The IOC executive board also recommended a a completely “neutral” President as vice-president of WADA as well as the Court of Arbitration for Sport (CAS) assuming sanctioning responsibility. The Court of Arbitration for Sport, rather than the World Anti-Doping Agency would also be responsible for sanctioning all organizations deemed non-compliant with the World Anti-Doping Code.

The section on WADA governance reads since the sports organizations and the Governments are both founding stakeholders on an equal basis, they must be represented equally on the WADA Foundation Board and Executive Committee. It was also added that the role of athletes on the Foundation Board and Executive Committee must be strengthened and the representation of athletes must be elected (not appointed as now) athlete representatives. The WADA governance section also said the WADA Boards should also include independent members.

The IOC declaration also made it clear that they consider interest conflicts as just as much of a problem for Government representatives. It added WADA must be equally independent from both sports organizations and from national interests as this is necessary because even the perception of a conflict of interest can be considered damaging to the credibility of the anti-doping system. The declaration by IOC further reads that this with regard to national interests is particularly important because of the recent challenges to the system from certain NADOs, from disputes between different NADOs, and from appeals by IFs against decisions of National Anti-Doping Institutions.

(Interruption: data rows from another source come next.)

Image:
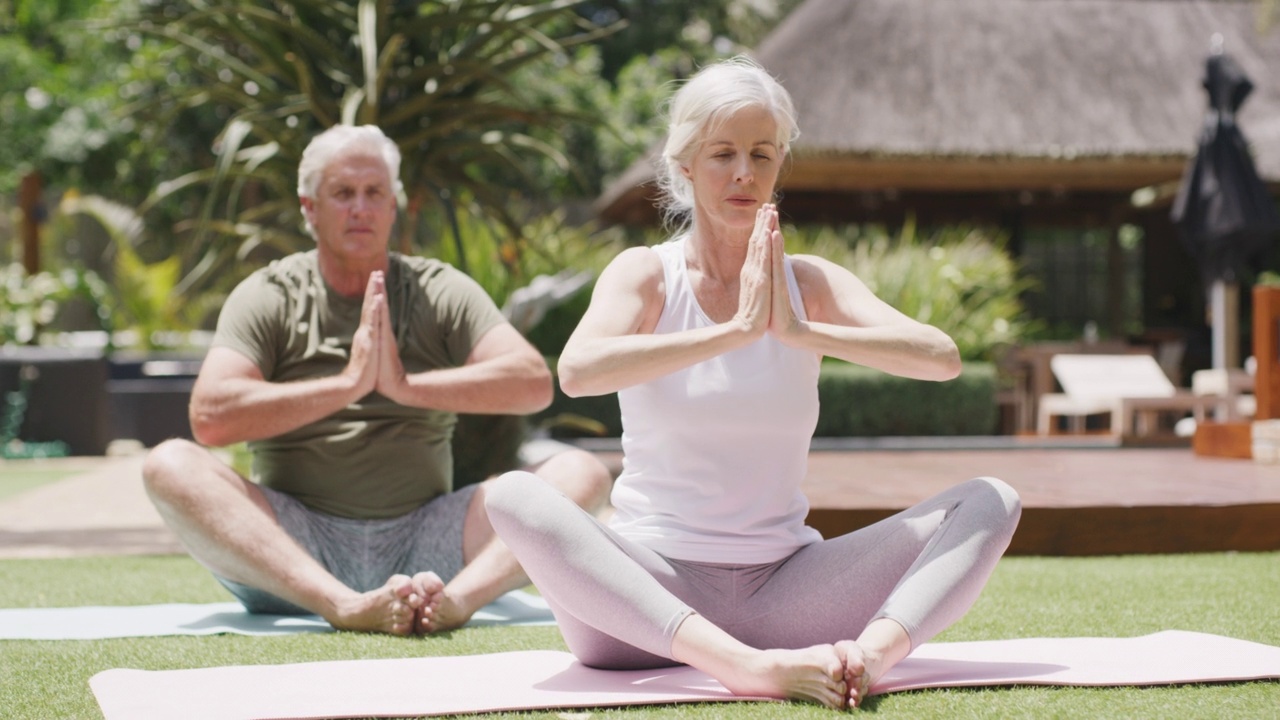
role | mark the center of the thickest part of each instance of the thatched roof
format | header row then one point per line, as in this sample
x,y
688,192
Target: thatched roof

The suggestions made by the IOC board directly contradicts the core theme of a United States Olympic Committee (USOC) position paper that proposed no person serving in a governance role in the IOC, any NOC (National Olympic Committee), any IF (International Federation), or ANOC (Association of National Olympic Committees) would serve in a WADA Board role. It was also proposed that WADA would be responsible for compliance monitoring including investigation of all code signatories.

It was agreed by the IOC that there should be no sporting involvement in testing and sanctioning. However, it insisted that it would be pointless to exclude all experts from the organization completely. IOC Presidential spokesperson Mark Adams remarked the call by some that there should be no expertise in sport in the governance of an organization which is looking into doping in sport, is plainly ridiculous. Adams further commented that all governance involves experts in the subjects and also remarked what is important is to have a separation between the governance and the prosecution of the cases, in other words the sanctioning and the investigation. The IOC Presidential spokesperson also remarked if those two are kept separate from the governance then you have a good, well-run system which runs along the separation of powers.

IOC President Thomas Bach has also requested a meeting with Sir Craig Reedie, the WADA President, and Richard McLaren, the author of the WADA-commissioned investigation into Russian doping.